Saab vient de publier un trimestre record, et le signal dépasse largement la Suède. Avec un chiffre d’affaires de 25,5 milliards de couronnes suédoises au Q2 2026 (+30 % de croissance organique) et un carnet de commandes qui bondit de 197,6 à 317,7 milliards SEK en un an (+61 %), le groupe scandinave s’impose comme le premier bénéficiaire industriel du réarmement européen. Pour les dirigeants, ce n’est plus un sujet géopolitique lointain : c’est un appel d’air industriel massif, avec des retombées directes sur l’électronique, la cybersécurité et la mécanique de précision.

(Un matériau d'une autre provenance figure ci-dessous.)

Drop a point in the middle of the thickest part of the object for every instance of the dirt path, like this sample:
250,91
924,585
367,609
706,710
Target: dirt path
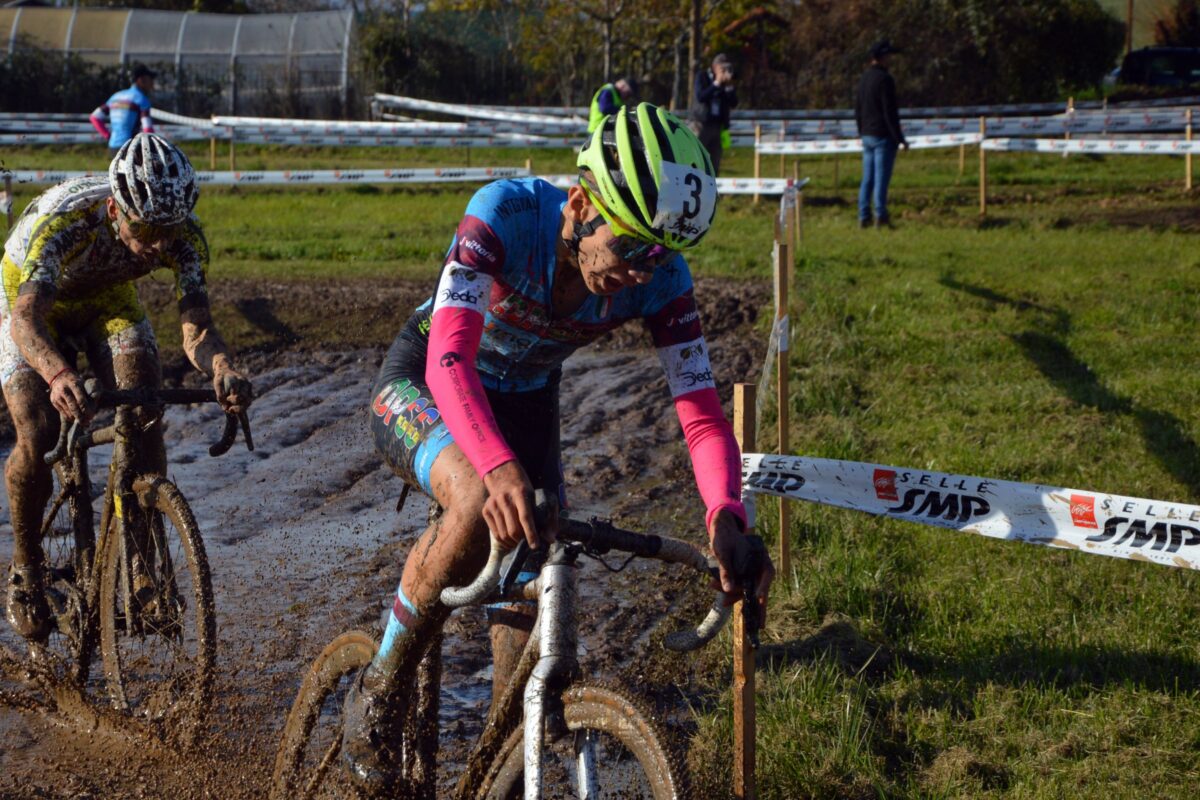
305,541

Des chiffres qui traduisent un changement d’échelle
Les prises de commandes du trimestre atteignent 68,4 milliards SEK, portées par un contrat de 47 milliards pour des sous-marins destinés à la Pologne. La marge EBIT progresse à 11 % (contre 10 % un an plus tôt), et le cash-flow opérationnel se redresse spectaculairement : de -1,1 milliard SEK au Q2 2025 à -62 millions seulement cette année. Le ratio commandes/facturation (book-to-bill) atteint 2,7x, signe que la demande dépasse encore très largement la capacité de livraison.
Le CEO appelle l’Europe à repenser ses achats d’armement
Micael Johansson, PDG de Saab, a profité de cette publication pour lancer un message politique : l’Europe doit abandonner ses achats fragmentés, pays par pays, au profit de partenariats industriels de long terme. Son argument : le modèle actuel, fondé sur des appels d’offres ponctuels, ne permet pas de construire les capacités de production nécessaires face à la menace. Saab, qui a anticipé la vague dès 2023 en investissant massivement dans ses sites industriels et ses recrutements, récolte aujourd’hui les fruits de cette anticipation.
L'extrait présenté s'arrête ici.